Grind Madness at the BBC: The Earache Peel Sessions – Various Artists 3xCD (Earache)
A roaring collection of extreme metal that sounds as radical today as it did when it was recorded in the mid-to-late ’80s, including Napalm Death, Bolt Thrower, Godflesh, Carcass, Extreme Noise Terror, Heresy, Intense Degree, and Unseen Terror. This package captures the birth of the grind genre with liner notes from some of the UK scene’s luminaries and 118 bursts of throat-shredding, blast beats, and breakneck riffage. I’ve always been a fan of Peel sessions. They often capture recordings that have an atmosphere that’s a bit more raw and closer to a live sound than a band’s studio material, and these tracks in particular capture these young bands giving it their all. Mick Harris’ (Napalm Death) account of stressing out the BBC’s studio engineer in the liner notes is not only funny, it really sets the scene for just how radical and noteworthy these recordings were and still are today.


The New Hope
Various Artists LP (Smog Veil)
Most regional compilations tend to be weighed down by a few bands/songs that aren’t as full-on as the rest, but this reissue of an early ’80s Cleveland release has an unbelievably great mix of 1-2-1-2 hardcore and wastoid art damage that elevates this city’s already legendary punk status even further. This extended collection of primo tracks from classic punk bands like Starvation Army and Zero Defex (Drop the A-Bomb on Meeeeeeee!) to lesser-known weirdos like Spike In Vain, P.P.G, and The Guns begs one to scream “This is Cleveland, Fuck LA! And Boston!

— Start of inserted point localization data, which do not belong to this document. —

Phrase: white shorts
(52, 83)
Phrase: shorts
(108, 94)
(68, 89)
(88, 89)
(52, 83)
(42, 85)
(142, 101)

And DC! And NYC! And Texas! And…”


The Fall
This Nation’s Saving Grace LP (Beggars Banquet)
With an absurd amount of LPs spanning over 4 decades, it’s a challenge to definitively call out a favorite Fall record. There are so many incarnations of Mark E. Smith’s postpunk juggernaut that range from the scrappy and brash late-1970s sound to the electronics-drenched LPs of the mid-1990s to the last couple of punchy LPs of the 2000s, that there’s too many versions of the trademark Fall sound to find a single release to hold onto the most. And while most Fall faithful would point to one of the early LPs as being the most essesntial, I’d probably go with this 1985 masterwork, which tethered their sound to bombastic beats and bleary-eyed off-the-cuff cool that captures the best elements of The Fall sound song after song. For a concrete example, just check out “I Am Kamo Suzuki” about the singer of the German krautrock band Can (how cool is that?) where Smith’s meta rambling cleverly diffuses the shock of huge drums bursting into an otherwise tranced-out, drifting song. Total genius and endlessly listenable.


Man Or Astroman?
- Is It… Man or Astroman? (Estrus)
I kinda took for granted how great this band was, and didn’t even realize that their debut LP had gone out of print. Throughout the 1990s you could count on seeing beautiful new Man Or Astroman releases with regularity, and most used shops of any value will have at least some of their catalog ready for you to explore. Here is where it all began and after listening to it again (I haven’t heard the repress yet) it’s clear that despite their relative popularity with the indie rock scene, this Auburn, Alabama quartet was the absolute best of the surf rock explosion of the 1990s. Glad to see it’s not been forgotten.


Steel Pole Bath Tub
Unlistenable LP (Permanent Records)
The tuned-in noisemongers at Chicago’s Permanent Records not only have one of the finest shops in the country, they also run one of the more discerning labels going in the post-MP3 age. The excellent decision to reissue this little-heard beast on vinyl is all the proof you need. Read more about this sludgy monster here.


John Wayne
Texas Funeral LP (Third Man Records)
I still have the dubbed cassette a record store friend of mine gave me when this oddity was first released in 1985. At the time it was a total WTF moment to hear this countrified freakout. It remained a novelty for years; an oddball pleasure that slowly worked itself from random listens into steady rotation. This spoof of a down-and-out country legend complete with studio banter and drunken rambling is not to be missed.